The haiku I’d posted a day earlier for Facebook’s “Haiku Friday” came to mind: “Running a 10K, will altitude do me in, or Nairobi smog?”
Neither. The competition did, it turned out.
Still within sight of the stadium, the last girl I had any chance of catching sped ahead and was just a tiny blip on the horizon.
At 5 minutes into the race, even the back-of-the-pack ambulance gave up on me and drove ahead. I was totally alone. I wanted to laugh, but I was too out of breath.
I decided any attempt to keep up was absurd and tried to set my pace at my usual 8:45 minute miles. I’m an average runner in the US, but this is Kenya. My estimate was that the next slowest runner – an undersized 16 year old girl – was probably doing 7:00 minute miles.
Climbing the first hill, construction workers egged me on. “Stay strong!” was a common mantra, although there were a few jibes of “Come man, start running!” here and there.
By the fifteenth minute things actually got worse. People started lapping me as if I was standing still and the race staff who were pointing out the way for me just shook their heads. “Poor guy,” they were probably thinking.
At the finish line I managed to finish with a respectable time of 52 minutes, but I was still dead last. Everyone else finished in under 40 minutes! This marked a first for me – being dead last. It was a fun, humiliating experience I will always cherish.

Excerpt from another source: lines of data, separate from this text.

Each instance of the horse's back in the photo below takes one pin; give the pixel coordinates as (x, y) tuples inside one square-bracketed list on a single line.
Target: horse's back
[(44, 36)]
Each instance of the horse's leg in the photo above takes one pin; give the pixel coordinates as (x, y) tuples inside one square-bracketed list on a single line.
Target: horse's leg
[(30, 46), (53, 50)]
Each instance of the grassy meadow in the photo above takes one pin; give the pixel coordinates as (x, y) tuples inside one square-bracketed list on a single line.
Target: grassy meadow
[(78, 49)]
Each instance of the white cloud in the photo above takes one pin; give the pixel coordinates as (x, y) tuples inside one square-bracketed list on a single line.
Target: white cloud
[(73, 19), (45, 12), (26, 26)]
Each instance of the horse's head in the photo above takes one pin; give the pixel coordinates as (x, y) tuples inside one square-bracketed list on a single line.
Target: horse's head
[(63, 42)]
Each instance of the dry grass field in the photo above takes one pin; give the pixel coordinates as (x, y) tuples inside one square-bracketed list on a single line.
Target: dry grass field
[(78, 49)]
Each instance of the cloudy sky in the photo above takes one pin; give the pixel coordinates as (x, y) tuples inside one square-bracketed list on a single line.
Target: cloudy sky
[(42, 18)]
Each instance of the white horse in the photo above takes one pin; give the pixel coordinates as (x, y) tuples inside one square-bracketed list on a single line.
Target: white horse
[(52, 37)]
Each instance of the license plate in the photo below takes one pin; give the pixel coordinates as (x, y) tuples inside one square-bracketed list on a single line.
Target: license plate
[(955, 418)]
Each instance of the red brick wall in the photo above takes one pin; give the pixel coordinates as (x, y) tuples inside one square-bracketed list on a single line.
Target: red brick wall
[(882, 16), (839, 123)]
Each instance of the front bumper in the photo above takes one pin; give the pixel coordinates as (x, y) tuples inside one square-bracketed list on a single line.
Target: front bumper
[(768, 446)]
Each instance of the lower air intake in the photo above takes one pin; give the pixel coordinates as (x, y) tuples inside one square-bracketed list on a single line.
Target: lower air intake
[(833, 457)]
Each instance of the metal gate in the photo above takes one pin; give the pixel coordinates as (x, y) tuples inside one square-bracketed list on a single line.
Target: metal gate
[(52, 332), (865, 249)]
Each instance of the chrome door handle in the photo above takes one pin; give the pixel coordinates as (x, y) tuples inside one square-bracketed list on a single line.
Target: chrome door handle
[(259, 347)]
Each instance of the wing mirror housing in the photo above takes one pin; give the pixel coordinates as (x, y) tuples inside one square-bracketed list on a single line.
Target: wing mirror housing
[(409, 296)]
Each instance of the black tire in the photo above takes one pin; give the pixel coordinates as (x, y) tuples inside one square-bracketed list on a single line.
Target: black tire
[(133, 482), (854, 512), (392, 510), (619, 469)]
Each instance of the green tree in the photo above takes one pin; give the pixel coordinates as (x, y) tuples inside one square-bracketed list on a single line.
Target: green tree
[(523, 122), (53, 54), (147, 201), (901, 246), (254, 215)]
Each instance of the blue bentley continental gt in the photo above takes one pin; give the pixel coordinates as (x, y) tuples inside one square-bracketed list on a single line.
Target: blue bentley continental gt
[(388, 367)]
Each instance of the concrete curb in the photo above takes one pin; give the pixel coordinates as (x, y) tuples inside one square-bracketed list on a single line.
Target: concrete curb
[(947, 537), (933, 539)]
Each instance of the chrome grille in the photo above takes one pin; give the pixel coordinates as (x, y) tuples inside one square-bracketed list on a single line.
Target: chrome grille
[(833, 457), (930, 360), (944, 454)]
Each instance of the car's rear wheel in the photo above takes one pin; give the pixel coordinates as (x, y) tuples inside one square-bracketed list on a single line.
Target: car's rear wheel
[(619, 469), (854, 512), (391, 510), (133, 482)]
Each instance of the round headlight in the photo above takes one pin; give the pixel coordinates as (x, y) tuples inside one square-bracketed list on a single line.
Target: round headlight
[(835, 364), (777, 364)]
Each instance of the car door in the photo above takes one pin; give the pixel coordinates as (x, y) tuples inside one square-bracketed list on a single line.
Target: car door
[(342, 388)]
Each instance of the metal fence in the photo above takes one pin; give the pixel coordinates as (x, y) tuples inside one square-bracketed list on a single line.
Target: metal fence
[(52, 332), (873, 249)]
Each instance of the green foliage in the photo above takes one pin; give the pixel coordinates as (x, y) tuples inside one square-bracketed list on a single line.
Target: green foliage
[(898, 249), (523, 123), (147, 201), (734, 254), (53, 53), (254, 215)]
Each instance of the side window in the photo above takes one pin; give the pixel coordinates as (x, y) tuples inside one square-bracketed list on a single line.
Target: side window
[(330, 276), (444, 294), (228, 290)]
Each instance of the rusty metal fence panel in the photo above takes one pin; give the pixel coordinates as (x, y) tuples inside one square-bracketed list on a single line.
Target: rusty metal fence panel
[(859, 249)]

Afterwards, I realized that the involvement of two former olympic gold medalists (Tom Ngugi and Charles Asati Mumesu) as organizers probably had a little to do with why all the runners were so fast. Both run training clubs for future olympic runners and sent their lads and lasses to the race. Charles introduced himself to me after and we chatted a bit. He was quite interested in getting his training facility listed on GlobalGiving and planned to talk to Spencer Ochieng (CFWshops director) about it. I got him to sign my race bib and write his phone number so we can stay in touch. That’s one bib I’ll save!